限定承認・相続放棄ができる熟慮期間はいつまでですか?
限定承認や相続放棄という選択肢
被相続人の残した財産に多少なりとも借金などの債務があった時、その相続権を持つ家族は単純承認ではなく、限定承認や相続放棄といった選択肢を検討し始めます。
しかし遺産相続を行う相続人が被相続人と離れて暮らしているなどの理由で、亡くなった人の借金やお金の出入がわからない場合は、その具体的な内容を調査するまでの間は単純承認・限定承認・相続放棄の決断ができない実態があるのです。
そうした場合に相続人の多くは、「一体いつまでに限定承認や相続放棄を行う決断をすれば良いのだろう?」といった期限における疑問を抱く形となります。
限定承認や相続放棄ができるのはいつまでですか?
限定承認や相続放棄は、家庭裁判所への申立が必要な手続きです。
この手続きのできる熟慮期間は、限定承認・相続放棄どちらであっても相続開始から3ヵ月以内と定められています。

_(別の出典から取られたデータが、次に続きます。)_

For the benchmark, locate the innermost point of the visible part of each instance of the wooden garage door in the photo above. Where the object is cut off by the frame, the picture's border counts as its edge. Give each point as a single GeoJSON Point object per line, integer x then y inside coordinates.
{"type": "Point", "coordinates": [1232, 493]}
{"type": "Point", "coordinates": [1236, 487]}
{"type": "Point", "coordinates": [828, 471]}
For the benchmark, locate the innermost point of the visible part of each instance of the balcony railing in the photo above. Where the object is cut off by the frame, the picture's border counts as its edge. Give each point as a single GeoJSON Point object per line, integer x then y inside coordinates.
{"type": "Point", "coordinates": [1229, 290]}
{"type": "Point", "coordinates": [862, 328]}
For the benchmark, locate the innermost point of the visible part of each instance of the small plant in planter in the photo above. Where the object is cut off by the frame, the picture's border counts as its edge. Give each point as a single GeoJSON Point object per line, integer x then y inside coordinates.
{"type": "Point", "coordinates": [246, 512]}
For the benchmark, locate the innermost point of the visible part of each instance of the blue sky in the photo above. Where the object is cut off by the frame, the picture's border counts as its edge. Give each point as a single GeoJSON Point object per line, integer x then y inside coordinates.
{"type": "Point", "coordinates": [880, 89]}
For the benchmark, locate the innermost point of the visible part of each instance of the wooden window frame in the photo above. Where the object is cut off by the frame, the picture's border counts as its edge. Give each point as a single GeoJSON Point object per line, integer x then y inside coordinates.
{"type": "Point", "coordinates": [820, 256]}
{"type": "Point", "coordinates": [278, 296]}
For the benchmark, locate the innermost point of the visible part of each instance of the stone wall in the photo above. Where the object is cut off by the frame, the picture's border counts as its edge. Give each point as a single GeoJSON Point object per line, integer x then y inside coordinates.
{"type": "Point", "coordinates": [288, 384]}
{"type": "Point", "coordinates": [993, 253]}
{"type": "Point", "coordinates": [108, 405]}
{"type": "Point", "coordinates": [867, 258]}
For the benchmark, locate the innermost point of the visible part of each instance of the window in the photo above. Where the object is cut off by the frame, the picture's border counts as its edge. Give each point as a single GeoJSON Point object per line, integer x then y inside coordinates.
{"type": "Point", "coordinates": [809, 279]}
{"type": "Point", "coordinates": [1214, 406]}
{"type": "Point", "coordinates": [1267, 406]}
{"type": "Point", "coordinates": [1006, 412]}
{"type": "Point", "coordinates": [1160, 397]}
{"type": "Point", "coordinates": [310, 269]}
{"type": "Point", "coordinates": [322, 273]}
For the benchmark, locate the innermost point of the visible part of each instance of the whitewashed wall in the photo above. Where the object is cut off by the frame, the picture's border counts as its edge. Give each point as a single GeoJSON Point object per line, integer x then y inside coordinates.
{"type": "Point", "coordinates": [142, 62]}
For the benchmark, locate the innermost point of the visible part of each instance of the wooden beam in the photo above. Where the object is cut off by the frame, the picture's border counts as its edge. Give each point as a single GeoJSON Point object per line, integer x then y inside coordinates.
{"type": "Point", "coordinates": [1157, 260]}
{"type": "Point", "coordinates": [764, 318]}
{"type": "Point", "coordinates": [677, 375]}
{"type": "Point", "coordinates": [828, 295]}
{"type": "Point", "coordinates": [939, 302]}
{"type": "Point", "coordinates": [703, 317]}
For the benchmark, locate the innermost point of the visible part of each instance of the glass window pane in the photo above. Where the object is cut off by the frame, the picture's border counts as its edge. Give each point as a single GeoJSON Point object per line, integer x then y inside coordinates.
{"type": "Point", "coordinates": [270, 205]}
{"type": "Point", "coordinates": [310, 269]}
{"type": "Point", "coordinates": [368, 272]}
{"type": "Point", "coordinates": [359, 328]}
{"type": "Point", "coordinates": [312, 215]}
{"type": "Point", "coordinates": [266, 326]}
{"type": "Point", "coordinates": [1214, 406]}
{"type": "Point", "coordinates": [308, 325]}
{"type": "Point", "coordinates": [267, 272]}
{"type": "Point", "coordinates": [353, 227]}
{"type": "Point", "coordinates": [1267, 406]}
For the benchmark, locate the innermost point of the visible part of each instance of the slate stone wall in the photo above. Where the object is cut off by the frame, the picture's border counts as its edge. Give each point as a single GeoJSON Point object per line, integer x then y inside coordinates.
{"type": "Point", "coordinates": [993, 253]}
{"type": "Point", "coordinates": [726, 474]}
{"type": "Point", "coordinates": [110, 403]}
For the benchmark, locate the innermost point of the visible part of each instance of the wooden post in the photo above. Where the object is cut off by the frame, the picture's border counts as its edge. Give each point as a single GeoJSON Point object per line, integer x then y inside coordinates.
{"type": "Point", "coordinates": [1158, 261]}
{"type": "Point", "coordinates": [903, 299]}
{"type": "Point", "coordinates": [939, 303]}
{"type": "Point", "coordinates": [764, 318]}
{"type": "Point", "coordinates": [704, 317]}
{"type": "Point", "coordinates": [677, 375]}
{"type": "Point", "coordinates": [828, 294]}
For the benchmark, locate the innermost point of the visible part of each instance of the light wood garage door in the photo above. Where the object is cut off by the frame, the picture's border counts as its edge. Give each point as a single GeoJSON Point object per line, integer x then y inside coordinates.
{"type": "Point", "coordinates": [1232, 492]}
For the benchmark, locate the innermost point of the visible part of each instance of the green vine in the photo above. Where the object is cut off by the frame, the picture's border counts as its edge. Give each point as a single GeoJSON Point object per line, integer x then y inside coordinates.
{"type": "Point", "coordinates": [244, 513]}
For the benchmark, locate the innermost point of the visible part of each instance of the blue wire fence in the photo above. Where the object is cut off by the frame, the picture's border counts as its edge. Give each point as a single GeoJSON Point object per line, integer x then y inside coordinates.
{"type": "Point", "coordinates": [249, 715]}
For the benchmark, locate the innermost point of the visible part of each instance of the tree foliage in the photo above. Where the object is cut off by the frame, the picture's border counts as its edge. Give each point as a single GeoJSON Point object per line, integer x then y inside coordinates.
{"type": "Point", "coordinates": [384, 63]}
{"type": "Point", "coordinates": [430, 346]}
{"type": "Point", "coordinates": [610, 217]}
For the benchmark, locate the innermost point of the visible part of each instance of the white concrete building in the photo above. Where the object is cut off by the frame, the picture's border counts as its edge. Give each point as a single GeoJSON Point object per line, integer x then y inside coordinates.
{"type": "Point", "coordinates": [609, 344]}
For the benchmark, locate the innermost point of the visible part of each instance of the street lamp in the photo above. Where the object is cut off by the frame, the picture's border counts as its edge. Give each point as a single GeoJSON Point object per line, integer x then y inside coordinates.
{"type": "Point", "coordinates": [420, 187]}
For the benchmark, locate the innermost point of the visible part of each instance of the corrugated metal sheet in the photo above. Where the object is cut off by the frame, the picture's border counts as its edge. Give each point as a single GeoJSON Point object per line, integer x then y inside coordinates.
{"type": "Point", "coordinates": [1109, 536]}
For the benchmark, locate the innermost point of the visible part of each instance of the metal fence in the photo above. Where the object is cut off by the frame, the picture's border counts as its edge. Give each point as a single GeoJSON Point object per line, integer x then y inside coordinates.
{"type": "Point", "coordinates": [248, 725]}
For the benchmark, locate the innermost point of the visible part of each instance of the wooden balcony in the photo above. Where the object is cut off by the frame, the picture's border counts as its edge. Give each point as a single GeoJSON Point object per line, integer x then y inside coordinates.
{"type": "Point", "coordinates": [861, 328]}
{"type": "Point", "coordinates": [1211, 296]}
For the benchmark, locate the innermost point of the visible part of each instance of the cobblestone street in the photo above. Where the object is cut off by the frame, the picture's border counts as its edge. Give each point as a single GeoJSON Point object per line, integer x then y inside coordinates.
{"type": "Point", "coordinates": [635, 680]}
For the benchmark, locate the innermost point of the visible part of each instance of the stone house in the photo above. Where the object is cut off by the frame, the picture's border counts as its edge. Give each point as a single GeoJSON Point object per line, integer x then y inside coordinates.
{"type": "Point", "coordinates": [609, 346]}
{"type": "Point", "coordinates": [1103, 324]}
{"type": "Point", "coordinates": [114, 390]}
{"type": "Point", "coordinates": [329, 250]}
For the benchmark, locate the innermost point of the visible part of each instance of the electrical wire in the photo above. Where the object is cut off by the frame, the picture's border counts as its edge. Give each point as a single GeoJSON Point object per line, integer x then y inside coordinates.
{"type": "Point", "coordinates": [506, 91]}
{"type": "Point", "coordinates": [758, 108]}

被相続人が亡くなったことを知っているのに熟慮期間に何の手続きも行われなかった場合は、全ての財産を受け継ぐ法定単純承認を行なったと自動でみなされてしまうため、注意が必要です。
熟慮期間を伸ばすことはできる?
法律で定められている3ヵ月の間に限定承認や相続放棄の判断ができない場合は、熟慮期間の伸長という手続きによって、その期限を伸ばすことができます。
残された相続人が被相続人の財産を全く把握していない場合、その調査をするだけであっという間に熟慮期間は終わってしまいます。
また借入先が多い場合はそれだけ多くの債権者に問い合わせなどをする必要も出てくるため、3ヵ月の間に答えを出せない相続人は意外と多い実態があるのです。
熟慮期間の伸長はどのように手続きを行うの?
熟慮期間の伸長を希望する際には、限定承認もしくは相続放棄の期限となる3ヵ月以内に、被相続人の最後の住所地にある家庭裁判所に申立を行う必要があります。
申立の際には、被相続人の戸籍附票もしくは住民票除票、伸長を希望する相続人の戸籍謄本といった書類が必要となります。
戸籍が遠方の市町村にある場合はその書類を取り寄せるだけで数日かかることもありますので、熟慮期間の伸長を希望するなら早めに行動を起こすようにしてください。
また熟慮期間の伸長だけでなく被相続人の財産調査なども難しい場合は、さまざまな相続問題の対応実績の豊富な弁護士にサポートを依頼する方法もおすすめとなります。